Ilustrasi Banjir Bandang di Malalo, Tanah Datar. Foto : Ist

CIANJUR – Ratusan rumah di empat kecamatan di wilayah selatan kabupaten itu terendam banjir, sehingga seratusan kepala keluarga terpaksa mengungsi.

Sekteratis BPBD Cianjur Irfan Sopyan mengatakan pihaknya masih melakukan pendataan terkait jumlah rumah yang terendam akibat banjir.

Banjir bandang terjadi di empat kecamatan, yakni Kecamatan Leles, Cijati, Sindangbarang dan Agrabinta, namun banjir terparah terjadi di Kecamatan Leles.

“Ketinggian air mencapai 2 meter merendam sebagian besar rumah warga di Desa Pusakasari, Desa Karyamukti, Desa Sindangsari, dan Desa Nagasari, Kecamatan Leles. Kami masih menunggu kabar pasti katanya ada korban jiwa seorang ibu yang terbawa air bah,” katanya, dilansir Antara.

Hingga saat ini, sebagian besar warga masih mengungsi meskipun air sudah mulai surut, hanya kaum pria yang sudah kembali ke untuk membersihkan rumah dari sampah dan lumpur yang disisakan banjir akibat meluapnya Sungai Cisokan yang membetang di Kecamatan Leles dan Cijati.

Pihaknya telah menurunkan tim untuk melakukan pendataan dan menyalurkan bantuan untuk warga yang terdampak banjir, namun data sementara yang diperoleh pihaknya dari Relawan Tangguh Bencana (Retana) Kecamatan Leles, rumah yang terendam lebih dari 200 rumah dengan ketinggian air mencapai 2 meter.

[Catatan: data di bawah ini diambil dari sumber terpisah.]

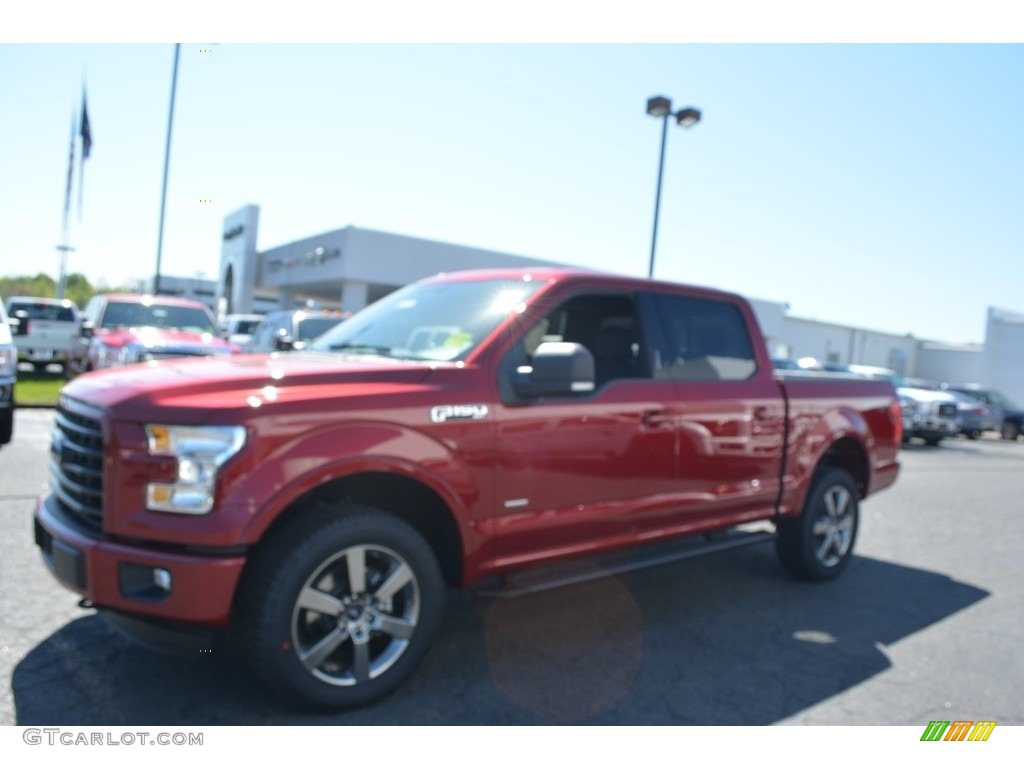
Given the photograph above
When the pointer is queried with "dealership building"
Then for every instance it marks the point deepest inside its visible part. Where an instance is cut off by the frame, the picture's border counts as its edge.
(351, 267)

Banjir bandang yang melanda empat kecamatan di wilayah selatan tersebut, tambah dia, akibat meluapnya air sungai yang membentang di masing-masing wilayah setelah hujan turun deras dengan intensitas cukup lama. Sebagian besar perkampungan yang terendam terletak tidak jauh dari bantaran sungai.

“Kami masih menunggu data pasti di lapangan berapa rumah yang terendam, termasuk berapa rumah yang rusak berat, sedang dan ringan. Untuk data sementara kemungkinan lebih dari 500 rumah yang terendam di empat kecamatan tersebut,” katanya.